1. the Rights Plan of the Company as set forth in the Rights Plan agreement dated as of June 8, 2011 between the Company and Computershare and the Rights issued pursuant thereto, are hereby approved, ratified and confirmed; and

2. any one Director or officer of the Company be and is hereby authorized and directed for and on behalf of the Company to perform all such acts, deeds and things and execute all such documents and other instruments as may be required to give effect to the intent of this resolution."

If the Rights Plan is not confirmed, ratified and continued at the Meeting, then the Rights Plan and all Rights issued thereunder will be of no further force and effect, following the termination of the Meeting.

Recommendation of the Board

The Board has determined that the Rights Plan is still in the best interest of the Company and its shareholders and recommends that shareholders vote FOR the resolution approving ratification, confirmation and continuation of the Rights Plan. Unless instructed in the form of proxy to the contrary, the persons named in the form of proxy intend to vote FOR the approval of the resolution to ratify, confirm and continue the Rights Plan.

6.      Say on Pay Advisory Vote

On January 29, 2014, the Board adopted an Advisory Vote on Executive Compensation policy which gives shareholders an opportunity to cast an advisory vote on executive compensation as disclosed in this Information Circular.  This advisory vote, commonly known as a “Say on Pay” vote, gives shareholders the opportunity to approve, reject or abstain from voting with respect to Nevsun’s fiscal 2013 executive compensation programs and policies and the compensation paid to Named Executive Officers (as defined below).  As discussed in this Information Circular, the primary objective of the Company’s compensation program, including the executive compensation program, is to attract and retain qualified employees that fit in with the Nevsun corporate culture in order to achieve its corporate objectives and increase shareholder value.

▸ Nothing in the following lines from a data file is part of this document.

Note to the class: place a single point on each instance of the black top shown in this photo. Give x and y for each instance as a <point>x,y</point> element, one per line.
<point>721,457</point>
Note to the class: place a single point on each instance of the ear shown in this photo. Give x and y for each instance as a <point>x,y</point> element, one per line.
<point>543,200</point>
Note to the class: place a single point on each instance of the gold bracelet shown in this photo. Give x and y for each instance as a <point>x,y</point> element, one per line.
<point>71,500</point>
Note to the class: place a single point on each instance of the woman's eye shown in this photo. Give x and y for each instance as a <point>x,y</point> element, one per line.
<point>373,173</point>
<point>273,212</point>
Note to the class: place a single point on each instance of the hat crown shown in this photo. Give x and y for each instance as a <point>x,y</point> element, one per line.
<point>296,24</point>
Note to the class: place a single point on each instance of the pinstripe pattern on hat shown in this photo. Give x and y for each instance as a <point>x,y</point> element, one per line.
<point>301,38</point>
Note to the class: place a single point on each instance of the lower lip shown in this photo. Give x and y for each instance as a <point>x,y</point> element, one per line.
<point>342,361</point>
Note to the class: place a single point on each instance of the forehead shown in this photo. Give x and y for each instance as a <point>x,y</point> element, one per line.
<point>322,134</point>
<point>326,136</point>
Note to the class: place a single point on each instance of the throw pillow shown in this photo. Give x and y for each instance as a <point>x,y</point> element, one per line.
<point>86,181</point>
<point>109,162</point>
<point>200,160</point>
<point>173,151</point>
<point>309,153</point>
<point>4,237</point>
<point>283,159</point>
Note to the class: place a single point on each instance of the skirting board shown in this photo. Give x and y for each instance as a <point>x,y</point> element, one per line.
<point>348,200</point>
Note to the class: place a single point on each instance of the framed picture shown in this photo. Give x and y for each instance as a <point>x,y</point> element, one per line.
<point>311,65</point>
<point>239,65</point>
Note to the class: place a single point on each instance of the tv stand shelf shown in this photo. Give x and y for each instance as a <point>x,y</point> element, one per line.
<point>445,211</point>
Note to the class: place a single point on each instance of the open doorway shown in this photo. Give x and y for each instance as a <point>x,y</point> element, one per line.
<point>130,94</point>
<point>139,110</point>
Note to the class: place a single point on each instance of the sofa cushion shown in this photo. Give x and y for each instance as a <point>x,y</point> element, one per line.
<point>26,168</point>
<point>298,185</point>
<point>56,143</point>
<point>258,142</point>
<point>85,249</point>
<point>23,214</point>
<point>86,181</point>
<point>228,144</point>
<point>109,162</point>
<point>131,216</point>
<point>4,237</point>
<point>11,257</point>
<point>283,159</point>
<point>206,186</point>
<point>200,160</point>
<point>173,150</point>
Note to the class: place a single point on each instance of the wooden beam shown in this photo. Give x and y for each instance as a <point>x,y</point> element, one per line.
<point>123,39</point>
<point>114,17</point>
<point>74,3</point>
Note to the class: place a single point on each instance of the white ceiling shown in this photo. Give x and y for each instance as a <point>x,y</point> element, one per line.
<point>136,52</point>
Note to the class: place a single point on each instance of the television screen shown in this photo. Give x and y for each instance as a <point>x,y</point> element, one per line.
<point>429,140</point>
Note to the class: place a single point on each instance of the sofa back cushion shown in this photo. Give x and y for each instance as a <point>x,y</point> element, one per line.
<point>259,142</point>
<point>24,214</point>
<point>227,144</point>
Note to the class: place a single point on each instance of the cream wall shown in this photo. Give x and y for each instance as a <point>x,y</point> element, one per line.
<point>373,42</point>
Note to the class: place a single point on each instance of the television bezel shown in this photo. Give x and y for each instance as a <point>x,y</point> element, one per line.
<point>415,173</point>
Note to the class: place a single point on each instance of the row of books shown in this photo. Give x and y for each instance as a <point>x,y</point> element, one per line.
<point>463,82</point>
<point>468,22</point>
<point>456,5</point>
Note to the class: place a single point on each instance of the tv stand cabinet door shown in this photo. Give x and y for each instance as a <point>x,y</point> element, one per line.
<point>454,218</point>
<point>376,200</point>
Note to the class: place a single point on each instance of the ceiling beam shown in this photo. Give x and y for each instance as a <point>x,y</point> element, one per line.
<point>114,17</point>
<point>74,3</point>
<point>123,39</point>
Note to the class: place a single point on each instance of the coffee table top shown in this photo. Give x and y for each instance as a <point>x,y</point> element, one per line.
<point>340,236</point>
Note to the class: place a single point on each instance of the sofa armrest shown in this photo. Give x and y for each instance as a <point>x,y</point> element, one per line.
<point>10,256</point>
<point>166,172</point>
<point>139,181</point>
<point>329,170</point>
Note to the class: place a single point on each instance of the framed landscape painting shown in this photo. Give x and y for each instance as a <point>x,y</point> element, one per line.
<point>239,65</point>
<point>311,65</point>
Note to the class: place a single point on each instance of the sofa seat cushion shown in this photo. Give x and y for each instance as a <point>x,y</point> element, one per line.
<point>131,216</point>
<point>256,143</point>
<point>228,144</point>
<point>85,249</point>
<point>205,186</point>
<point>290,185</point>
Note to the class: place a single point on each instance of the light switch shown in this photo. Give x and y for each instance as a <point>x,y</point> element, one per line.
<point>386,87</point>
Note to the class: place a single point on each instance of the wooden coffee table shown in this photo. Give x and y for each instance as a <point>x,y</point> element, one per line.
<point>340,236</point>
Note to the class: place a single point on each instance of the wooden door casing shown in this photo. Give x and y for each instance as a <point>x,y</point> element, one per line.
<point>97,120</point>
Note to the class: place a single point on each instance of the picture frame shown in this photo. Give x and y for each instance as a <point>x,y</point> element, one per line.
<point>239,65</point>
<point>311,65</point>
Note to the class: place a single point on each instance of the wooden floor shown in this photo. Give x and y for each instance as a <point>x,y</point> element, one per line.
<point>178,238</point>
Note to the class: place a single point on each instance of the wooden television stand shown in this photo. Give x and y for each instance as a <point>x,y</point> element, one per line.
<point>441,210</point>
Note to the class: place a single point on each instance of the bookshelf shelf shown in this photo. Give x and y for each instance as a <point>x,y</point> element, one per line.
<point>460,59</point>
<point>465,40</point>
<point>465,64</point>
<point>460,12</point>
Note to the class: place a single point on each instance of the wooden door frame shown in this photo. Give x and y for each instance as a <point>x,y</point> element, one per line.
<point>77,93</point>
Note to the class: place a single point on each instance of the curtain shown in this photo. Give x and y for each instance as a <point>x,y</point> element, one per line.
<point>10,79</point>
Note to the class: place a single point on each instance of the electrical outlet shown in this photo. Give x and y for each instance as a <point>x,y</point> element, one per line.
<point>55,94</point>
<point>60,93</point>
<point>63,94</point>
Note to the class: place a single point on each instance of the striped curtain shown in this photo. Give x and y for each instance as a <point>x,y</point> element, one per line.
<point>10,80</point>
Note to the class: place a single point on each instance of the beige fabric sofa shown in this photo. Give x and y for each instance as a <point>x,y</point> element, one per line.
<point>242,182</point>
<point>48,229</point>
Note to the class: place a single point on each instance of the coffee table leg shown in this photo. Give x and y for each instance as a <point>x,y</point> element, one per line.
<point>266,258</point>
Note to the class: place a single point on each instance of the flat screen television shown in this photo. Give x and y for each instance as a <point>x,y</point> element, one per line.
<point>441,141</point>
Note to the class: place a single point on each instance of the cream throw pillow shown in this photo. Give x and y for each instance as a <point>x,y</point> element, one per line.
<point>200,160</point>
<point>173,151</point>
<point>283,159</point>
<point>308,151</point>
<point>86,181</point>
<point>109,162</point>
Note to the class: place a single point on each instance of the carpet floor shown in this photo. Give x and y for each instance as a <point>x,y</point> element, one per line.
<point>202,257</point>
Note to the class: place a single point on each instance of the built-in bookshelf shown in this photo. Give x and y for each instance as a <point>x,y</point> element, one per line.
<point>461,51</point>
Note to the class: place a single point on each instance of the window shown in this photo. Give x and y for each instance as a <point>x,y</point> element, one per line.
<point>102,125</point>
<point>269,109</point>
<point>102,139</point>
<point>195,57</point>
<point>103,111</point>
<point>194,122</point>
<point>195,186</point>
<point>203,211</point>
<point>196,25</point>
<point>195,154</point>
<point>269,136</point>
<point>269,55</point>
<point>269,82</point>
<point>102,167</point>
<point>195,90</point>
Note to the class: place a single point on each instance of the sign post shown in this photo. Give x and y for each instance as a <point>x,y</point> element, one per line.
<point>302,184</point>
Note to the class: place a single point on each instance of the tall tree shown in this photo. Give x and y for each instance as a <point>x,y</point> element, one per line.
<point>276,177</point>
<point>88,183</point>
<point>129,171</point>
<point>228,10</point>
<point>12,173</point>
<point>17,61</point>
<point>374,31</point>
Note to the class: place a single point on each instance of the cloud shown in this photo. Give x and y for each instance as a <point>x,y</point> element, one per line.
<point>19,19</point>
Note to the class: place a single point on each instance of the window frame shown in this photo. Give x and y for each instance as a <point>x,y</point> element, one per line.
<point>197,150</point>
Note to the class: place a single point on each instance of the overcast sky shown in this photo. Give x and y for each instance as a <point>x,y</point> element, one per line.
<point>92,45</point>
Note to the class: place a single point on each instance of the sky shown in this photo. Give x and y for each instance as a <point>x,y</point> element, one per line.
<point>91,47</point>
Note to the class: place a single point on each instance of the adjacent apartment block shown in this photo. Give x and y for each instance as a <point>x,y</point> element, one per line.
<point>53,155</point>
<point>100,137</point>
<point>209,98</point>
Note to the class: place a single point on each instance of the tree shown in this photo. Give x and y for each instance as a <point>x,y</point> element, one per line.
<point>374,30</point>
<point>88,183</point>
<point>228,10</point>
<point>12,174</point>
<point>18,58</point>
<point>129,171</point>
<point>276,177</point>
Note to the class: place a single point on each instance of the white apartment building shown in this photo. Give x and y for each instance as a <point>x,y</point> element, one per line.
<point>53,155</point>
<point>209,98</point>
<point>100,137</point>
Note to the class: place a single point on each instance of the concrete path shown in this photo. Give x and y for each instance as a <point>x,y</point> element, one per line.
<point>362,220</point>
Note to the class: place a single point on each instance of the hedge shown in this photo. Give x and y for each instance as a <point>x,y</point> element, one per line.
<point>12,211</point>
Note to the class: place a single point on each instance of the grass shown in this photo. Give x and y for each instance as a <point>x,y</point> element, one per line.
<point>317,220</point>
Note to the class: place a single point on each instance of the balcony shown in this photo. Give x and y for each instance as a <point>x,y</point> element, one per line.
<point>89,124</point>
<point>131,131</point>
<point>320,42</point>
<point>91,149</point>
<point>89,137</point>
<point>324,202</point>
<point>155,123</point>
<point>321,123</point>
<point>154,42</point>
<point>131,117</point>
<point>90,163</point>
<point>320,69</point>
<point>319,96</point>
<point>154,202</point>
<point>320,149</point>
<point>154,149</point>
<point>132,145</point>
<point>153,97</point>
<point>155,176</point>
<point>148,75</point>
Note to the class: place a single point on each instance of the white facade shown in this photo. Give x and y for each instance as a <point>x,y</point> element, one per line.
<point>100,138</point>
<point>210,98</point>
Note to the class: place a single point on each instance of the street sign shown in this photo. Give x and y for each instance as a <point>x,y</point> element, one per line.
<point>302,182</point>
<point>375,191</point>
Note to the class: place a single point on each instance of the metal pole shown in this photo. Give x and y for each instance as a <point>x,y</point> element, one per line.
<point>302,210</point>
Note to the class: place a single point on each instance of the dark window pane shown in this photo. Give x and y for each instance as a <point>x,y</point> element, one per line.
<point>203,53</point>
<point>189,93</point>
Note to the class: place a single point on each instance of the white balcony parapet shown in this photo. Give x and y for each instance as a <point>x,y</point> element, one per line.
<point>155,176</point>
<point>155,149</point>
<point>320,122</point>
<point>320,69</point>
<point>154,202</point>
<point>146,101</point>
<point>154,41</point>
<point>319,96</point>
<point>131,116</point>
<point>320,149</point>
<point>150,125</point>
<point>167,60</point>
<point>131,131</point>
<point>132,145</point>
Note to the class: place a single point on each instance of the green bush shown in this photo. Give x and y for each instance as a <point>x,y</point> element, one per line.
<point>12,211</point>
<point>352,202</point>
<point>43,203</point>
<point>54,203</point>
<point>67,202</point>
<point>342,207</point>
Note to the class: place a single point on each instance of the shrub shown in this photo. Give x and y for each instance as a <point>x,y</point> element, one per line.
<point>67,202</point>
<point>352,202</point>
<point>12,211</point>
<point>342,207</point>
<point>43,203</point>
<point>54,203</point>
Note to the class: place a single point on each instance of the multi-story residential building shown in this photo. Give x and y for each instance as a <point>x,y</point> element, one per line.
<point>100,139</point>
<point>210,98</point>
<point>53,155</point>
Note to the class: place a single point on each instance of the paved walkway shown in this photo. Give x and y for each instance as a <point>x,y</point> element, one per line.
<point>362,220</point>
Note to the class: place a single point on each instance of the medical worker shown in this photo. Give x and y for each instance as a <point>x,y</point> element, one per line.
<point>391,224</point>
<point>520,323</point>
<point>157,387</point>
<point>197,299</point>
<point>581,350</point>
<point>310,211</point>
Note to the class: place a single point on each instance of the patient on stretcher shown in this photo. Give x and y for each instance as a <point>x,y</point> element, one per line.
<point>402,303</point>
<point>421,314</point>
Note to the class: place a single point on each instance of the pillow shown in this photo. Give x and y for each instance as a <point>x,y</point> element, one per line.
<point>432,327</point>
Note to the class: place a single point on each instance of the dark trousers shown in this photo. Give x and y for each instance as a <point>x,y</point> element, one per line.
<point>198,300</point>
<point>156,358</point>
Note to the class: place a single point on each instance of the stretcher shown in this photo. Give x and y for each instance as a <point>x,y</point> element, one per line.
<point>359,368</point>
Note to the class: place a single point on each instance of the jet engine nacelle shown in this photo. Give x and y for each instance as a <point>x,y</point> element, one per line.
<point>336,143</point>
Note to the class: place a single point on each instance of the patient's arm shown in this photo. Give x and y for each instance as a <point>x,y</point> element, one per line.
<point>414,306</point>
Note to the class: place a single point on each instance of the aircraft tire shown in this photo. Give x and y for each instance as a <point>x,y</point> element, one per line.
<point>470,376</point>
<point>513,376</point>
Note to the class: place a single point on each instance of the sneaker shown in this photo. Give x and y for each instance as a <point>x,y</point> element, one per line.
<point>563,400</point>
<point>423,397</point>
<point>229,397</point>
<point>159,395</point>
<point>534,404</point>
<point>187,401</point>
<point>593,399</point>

The Advisory Vote on Executive Compensation Policy is designed to ensure director accountability for executive compensation decisions by giving shareholders a formal opportunity to provide their views through an annual non-binding advisory vote, which requires an affirmative vote of a majority of the votes cast.  The Company will disclose the result of the vote as part of its report on voting results for the Meeting.  The Board will remain fully responsible for the compensation decisions, and will not be relieved of these responsibilities.  In the event there is significant opposition, the Board will consult with the shareholders to fully understand their concerns, and will review the approach to compensation in the context of those concerns.  The Board will disclose to shareholders, as soon as is practicable, and no later than in the Information Circular for the following annual meeting of the shareholders of the Company, a summary of the comments received and the changes to the compensation plans made or the reasons why no changes will be made.

The Board recognizes that Say on Pay policies are evolving in Canada and globally, and will review this policy annually to ensure it is effective in achieving its objectives. 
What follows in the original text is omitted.